Она смотрела с недоумением.
– Я и так знаю тебя, ка облупленного.
– Ты меня не понимаешь. Никогда не любила.
Она суровела.
– В том то и дело, что почему-то люблю.
– За что любить такое ничтожество? – оглушенно спросил я.
– Не знаю. Но не люблю в тебе дурачества. Удивительно, как ты сохранил в себе детство! Мальчишка! Ради красного словца не пожалеешь ни мать, ни отца. Никак не повзрослеешь. Хочешь прославиться на наших костях.
– Я хочу понять что-то… А ты – лишь бы напечатался.
Я поверил ее словам, вернее, тону.
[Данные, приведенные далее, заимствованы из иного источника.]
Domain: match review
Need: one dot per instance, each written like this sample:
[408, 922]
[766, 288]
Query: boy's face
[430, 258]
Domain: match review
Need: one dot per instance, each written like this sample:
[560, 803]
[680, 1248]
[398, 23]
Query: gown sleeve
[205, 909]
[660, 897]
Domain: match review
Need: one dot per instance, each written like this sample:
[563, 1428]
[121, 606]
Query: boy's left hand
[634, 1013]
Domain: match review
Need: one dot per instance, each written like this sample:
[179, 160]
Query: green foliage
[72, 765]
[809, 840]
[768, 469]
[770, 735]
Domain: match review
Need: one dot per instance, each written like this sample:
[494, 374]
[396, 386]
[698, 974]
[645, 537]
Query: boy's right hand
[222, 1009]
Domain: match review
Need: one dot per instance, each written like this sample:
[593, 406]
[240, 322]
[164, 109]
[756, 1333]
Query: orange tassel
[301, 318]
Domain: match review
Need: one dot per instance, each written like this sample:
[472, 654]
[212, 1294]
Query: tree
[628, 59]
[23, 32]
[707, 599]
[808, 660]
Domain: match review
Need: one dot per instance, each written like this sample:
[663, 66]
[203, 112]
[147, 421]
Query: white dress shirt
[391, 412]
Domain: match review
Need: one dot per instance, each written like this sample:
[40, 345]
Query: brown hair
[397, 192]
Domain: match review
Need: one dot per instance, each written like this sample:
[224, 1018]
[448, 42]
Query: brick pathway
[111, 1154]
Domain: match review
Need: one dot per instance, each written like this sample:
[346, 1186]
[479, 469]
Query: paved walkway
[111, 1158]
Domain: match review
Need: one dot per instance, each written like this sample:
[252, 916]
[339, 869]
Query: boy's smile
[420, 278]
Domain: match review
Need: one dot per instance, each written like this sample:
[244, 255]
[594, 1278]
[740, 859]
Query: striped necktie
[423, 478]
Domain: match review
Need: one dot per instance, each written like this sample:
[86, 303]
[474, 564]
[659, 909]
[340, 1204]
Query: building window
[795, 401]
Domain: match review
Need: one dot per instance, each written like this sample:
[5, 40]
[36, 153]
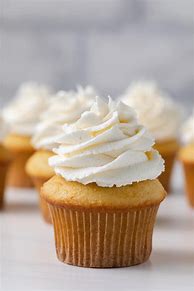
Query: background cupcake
[22, 116]
[161, 116]
[5, 158]
[105, 196]
[186, 155]
[64, 108]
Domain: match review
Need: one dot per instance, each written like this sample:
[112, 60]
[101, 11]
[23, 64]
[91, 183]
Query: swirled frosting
[188, 130]
[106, 146]
[65, 107]
[155, 110]
[23, 113]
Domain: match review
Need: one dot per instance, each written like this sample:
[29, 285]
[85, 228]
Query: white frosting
[106, 146]
[3, 129]
[188, 130]
[23, 113]
[155, 111]
[65, 107]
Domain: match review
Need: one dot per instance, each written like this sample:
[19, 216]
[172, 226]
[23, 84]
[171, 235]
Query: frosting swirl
[106, 146]
[23, 113]
[64, 107]
[155, 110]
[188, 130]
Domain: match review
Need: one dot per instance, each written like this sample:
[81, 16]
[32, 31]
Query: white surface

Для нее любовь не требует слов. Я для нее – лицемер, вместо настоящего участия мусолящий слова. Любви претит любое лицедейство по отношению к ней.
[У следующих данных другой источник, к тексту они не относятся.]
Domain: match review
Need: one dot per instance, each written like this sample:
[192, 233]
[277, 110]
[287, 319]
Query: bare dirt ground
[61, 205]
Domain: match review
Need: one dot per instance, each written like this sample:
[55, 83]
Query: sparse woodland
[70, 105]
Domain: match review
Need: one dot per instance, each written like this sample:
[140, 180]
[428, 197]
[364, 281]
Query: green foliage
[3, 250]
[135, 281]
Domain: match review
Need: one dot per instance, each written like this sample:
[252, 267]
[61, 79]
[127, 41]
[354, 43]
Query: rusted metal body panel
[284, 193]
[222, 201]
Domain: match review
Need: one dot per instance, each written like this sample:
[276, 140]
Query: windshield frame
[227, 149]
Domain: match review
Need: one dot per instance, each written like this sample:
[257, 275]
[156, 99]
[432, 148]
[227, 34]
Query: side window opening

Оставалось нехорошее жжение униженности. Как мы можем любить друг друга, совершенно чужие по духу? Нет, дело в другом. Привык считать, что я умнее, – гораздо больше читал, думал, искал. А она только переживала за других, и в этом вся ее жизнь. Но все равно жгло унижение. И это останется, наверно, на всю жизнь.
И ее шумные подруги, прочитавшие мою повестушку, на встречах у нас в дни рождения и просто так, почему-то замолкали при виде меня, мне показалось, смотрели с недоумением.
Может быть, я принимаю жажду любить за любовь к конкретной женщине? Нет, это не так. Я люблю и не могу без нее.
Говорят и поют о любви, единственной, в чем смысл жизни. А повсюду происходит кровавое разделение. Наверно, любовь – не самая ценная сторона жизни человека. Есть еще что-то более важное, за что дерутся. Любовь ничего не дает развитию истории.
Или это я недолюбливаю?
____
Я разжигал себя. Равнодушное фотографическое видение – это глухота сознания, из-за ограниченного кругозора, за которым не видно глубины и безграничности мира. Жизнь – это борьба с натурализмом зрения. Один футуролог сказал: «Большинство людей плохо себя знает. Это и есть невежество человечества».
С точки зрения психиатра – все мы безумны. Вспомнить хотя бы паранойю тридцатых годов сталинского террора, не без участия народа, самовредительство, готовность жертвовать собой, бред величия, шизофрению раздвоения личности, патологию приподнятого настроения. И я, в своей слепоте, может быть, безумен. Шизофреник, помешанный на страхе кануть в небытие в космическом одиночестве, не став известным среди потомков. Может быть, желание славы – из страха космического одиночества?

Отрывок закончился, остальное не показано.